我从未这般想要救他们,但当时的我只是个连化形都不会的小妖精。
……先生和清源是第一个死的。
在最后一刻,先生毫不犹豫地冲过去用自己的身体护住幼子,旋即被墙壁砸倒在地,两人都彻底没了气息。
夫人的腿也被一根断裂的粗重横梁压着了,无法挣脱,也推不开重物。眼看火势正在楼道里急速蔓延,她只能狠心地挥着手,将想要救自己的兄妹两人赶走。
那是我最后一次见到夫人。
仅存的长子溯光和次女广思强忍悲痛,把棉被的布帛撕开,然后扎成简易绳索,跟其他几个房客一并从三楼的窗户爬出去逃生。
当然了,这二丫头生前跟我关系最好,走的时候也没有忘记把我从包袱里一把捞走,揣在怀里带上。
几人好不容易落地后,眼看就和客栈的其他几名幸存者可以一起逃出生天,偏偏那搭载着机枪的轰炸机去而复返。
它的枪口随意地沿街扫射,金属子弹喷吐如死亡的铁雨,一路击杀那些想要救火或者逃难的人,就像是摧毁一只只蚂蚁那样简单。
轰炸城市是这些邪军飞行员的今晚主要任务,但沿街扫射不是。
他们之所以这么做,只是源自两个飞行员在比赛谁杀的人更多而已。
一个游戏。
无聊透顶却又草菅人命的生死游戏。
我听见广思从剧烈到骤然缓慢的心跳,如水泵一般溅射的炙热鲜血,声嘶力竭的呼喊……最终,她伤口处溢出的血彻底浸透了我的叶片。

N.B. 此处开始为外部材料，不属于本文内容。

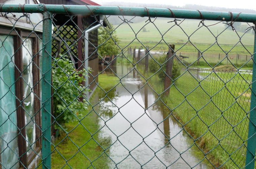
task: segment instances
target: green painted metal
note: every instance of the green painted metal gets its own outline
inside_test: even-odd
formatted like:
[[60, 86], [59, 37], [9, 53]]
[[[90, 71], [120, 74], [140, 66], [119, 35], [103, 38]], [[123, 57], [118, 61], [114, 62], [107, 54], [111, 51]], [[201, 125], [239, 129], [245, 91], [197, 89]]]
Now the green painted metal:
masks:
[[[24, 8], [23, 8], [24, 6]], [[65, 8], [64, 7], [65, 6]], [[23, 8], [23, 9], [22, 9]], [[89, 9], [90, 8], [90, 9]], [[2, 12], [6, 12], [42, 13], [45, 10], [53, 13], [70, 14], [97, 14], [114, 15], [136, 16], [141, 17], [164, 17], [173, 18], [170, 10], [168, 9], [135, 7], [120, 7], [83, 5], [43, 5], [4, 4], [2, 6]], [[177, 18], [223, 20], [229, 21], [232, 19], [231, 13], [229, 12], [200, 11], [202, 16], [197, 10], [173, 9], [171, 11]], [[233, 20], [236, 19], [238, 13], [232, 14]], [[236, 21], [254, 22], [256, 21], [256, 14], [241, 13]]]
[[254, 168], [254, 162], [256, 149], [256, 33], [254, 34], [253, 65], [252, 84], [252, 93], [250, 113], [250, 122], [248, 131], [247, 150], [246, 153], [246, 168]]
[[51, 83], [52, 78], [52, 25], [50, 13], [43, 14], [42, 82], [42, 157], [43, 168], [51, 168]]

但二丫头哪怕到了生命的最后,依旧没有忘记我这个不起眼的家人。
她手脚哆嗦着将我掏出,随后用尽全力,一把将我扔进了不远处的客栈的马厩水槽之中。
……唉,她总是想着以后去打枪杀敌,小时候老是拿着弹弓、木箭啥的去练习,还跟老迈的弓箭手请教锻炼眼力的办法。
到头来,果然练了一手好准头、好眼力,这回也没失误。
我就是靠着马厩里的这点牲畜饮用水,才在接下来这一晚蔓延的城市火海里勉强活下来。
然而就在两天后,当那些打扫废墟的医护人员前来,撞开了这烧得七零八碎的院子,他们看见了我。
——一个趴在马厩里,终于完成头一回化形的小妖精。
那些人把我送去人满为患的医院,人类的药物很管用,再加上我本就非人之躯,所以那些身体上的烧伤很快就痊愈了。
但是心里呢?
这样不义的战争,这样惨痛的故事结局,怎么能不令我憎恨?
怎么能不悔恨到落泪?
倘若我能早几日完成化形……事情是不是就不会那么糟糕了?
我总是这样问自己。
在无数个夜晚我被这样的猜想和羞愧给折磨得夜不能寐。
好不容易入睡,梦里也是家人们各种死去的凄惨模样,以至于我时常流泪到天明。
直到某一天,我突然决定不再痛哭。
……眼泪大抵是流干了。
哭泣对战争是没有用的,我决定去做点什么。
比如——把村里驻扎的那三个邪桑台士兵给拧断脖子再开溜。
这就是关于“山鬼”的故事开端了。
事实上,我的家人们甚至没有机会看到我化成人形后的模样。
广思和清源生前没少争辩我到底是个姑娘还是男孩。